Makassar, sebagai ibukota
kerajaan Gowa mengalami pengalihan-pengalihan baik dari segi penguasaan
maupun perkembangan-perkembangannya. Pengaruh kekuasaan gowa makin lama
makin tidak terasa di kalangan penduduk Makassar yang kebanyakan
pengikut Aru Palaka dan Belanda . benteng Somba Opu yang selama ini
menjadi pusat politik menjadi kosong dan sepi.
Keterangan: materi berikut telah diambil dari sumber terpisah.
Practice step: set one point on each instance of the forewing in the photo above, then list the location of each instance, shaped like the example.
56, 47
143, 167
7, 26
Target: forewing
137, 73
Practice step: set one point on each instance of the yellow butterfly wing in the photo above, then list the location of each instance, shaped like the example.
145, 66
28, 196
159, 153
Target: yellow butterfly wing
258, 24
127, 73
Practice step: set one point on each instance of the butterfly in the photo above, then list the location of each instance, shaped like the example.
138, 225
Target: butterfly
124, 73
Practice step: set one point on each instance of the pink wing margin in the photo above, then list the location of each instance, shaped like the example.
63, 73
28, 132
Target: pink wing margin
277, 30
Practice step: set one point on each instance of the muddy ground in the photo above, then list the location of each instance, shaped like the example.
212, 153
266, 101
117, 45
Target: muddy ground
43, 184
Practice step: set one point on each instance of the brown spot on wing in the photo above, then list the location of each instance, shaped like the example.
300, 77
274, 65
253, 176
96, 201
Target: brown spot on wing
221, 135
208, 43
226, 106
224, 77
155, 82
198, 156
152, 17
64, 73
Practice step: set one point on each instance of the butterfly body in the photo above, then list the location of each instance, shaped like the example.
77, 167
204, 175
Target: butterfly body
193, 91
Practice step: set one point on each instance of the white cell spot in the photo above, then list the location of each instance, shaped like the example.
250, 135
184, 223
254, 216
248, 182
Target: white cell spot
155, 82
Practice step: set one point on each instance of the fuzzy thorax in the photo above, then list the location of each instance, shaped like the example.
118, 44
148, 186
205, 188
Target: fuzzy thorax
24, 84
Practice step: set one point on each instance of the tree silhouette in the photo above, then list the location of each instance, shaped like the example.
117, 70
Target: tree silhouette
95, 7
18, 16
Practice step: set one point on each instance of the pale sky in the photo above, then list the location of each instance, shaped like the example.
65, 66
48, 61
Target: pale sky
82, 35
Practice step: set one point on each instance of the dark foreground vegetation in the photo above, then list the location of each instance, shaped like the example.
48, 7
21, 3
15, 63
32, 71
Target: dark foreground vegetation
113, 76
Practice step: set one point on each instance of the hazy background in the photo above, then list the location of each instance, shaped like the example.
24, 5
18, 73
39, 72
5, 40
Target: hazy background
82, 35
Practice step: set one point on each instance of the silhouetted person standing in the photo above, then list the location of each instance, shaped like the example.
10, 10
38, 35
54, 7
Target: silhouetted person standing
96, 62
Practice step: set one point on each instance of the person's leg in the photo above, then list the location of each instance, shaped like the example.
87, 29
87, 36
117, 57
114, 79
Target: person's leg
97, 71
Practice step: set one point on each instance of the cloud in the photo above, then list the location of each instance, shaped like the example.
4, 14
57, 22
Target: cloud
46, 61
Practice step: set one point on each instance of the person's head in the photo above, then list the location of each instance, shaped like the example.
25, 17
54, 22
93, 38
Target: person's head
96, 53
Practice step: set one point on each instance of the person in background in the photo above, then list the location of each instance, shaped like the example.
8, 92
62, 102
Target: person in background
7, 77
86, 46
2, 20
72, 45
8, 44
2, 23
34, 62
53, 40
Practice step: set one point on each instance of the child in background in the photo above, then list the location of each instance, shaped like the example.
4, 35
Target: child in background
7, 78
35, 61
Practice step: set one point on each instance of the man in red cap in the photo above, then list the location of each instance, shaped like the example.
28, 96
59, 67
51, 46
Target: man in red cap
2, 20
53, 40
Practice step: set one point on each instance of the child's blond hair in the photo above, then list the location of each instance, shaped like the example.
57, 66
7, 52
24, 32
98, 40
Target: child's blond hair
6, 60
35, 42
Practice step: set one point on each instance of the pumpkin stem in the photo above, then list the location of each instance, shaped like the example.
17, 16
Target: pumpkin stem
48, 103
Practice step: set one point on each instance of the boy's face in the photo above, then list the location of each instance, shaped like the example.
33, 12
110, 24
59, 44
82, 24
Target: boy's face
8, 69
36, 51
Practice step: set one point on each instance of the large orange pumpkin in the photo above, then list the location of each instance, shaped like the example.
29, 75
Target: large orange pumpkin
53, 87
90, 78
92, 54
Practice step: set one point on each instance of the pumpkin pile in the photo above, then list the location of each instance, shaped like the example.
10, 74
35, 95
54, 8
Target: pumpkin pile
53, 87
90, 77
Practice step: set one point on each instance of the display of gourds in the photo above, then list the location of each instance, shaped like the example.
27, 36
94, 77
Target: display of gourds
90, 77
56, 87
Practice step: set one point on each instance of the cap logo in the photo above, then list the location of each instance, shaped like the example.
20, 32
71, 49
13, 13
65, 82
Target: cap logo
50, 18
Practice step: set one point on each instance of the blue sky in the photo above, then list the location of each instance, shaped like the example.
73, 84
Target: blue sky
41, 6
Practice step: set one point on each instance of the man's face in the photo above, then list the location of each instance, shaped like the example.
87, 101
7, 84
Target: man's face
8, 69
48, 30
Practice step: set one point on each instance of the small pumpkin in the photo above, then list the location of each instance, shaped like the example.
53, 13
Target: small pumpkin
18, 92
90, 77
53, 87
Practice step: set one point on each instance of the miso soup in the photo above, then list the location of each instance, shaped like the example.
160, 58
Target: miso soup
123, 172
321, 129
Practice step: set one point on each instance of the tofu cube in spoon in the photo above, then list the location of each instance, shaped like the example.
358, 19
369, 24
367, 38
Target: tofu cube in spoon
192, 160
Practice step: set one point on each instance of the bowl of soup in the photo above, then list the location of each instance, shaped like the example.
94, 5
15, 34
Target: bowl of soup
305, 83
Pemerintahan kerajaan
Gowa yang telah mengundurkan diri dari Makassar ( Yang berada dalam masa
peralihan) ke Kale Gowa dan Maccini Sombala tidak dapat dalam waktu
yang cepat memulihkan diri untuk menciptakan stabilitas dalam negeri.
Namun demikian Sultan Hasanuddin telah menunjukkan perjuangannya yang
begitu gigih untuk membela tanah air dari cengkraman penjajah. Sebagai
tanda jasa atas perjuangan Sultan Hasanuddin, Pemerintah Republik
Indonesia atas SK Presiden No. 087/TK/1973 tanggal 10 November 1973
menganugerahi beliau sebagai Pahlawan Nasional.
Demikian Gowa telah mengalami pasang surut dalam perkembangan sejak Raja
Gowa pertama, Tumanurung (abad 13) hingga mencapai puncak keemasannya
pada abad XVIII kemudian sampai mengalami transisi setelah
bertahun-tahun berjuang menghadapi penjajahan. Dalam pada itu, sistem
pemerintahanpun mengalami transisi di masa Raja Gowa XXXVI Andi Idjo
Karaeng Lalolang, setelah menjadi bagian Republik Indonesia yang merdeka
dan bersatu, berubah bentuk dari kerajaan menjadi daerah tingkat II
Otonom. Sehingga dengan perubahan tersebut, Andi Idjo pun tercatat dalam
sejarah sebagai Raja Gowa terakhir dan sekaligus Bupati Gowa pertama.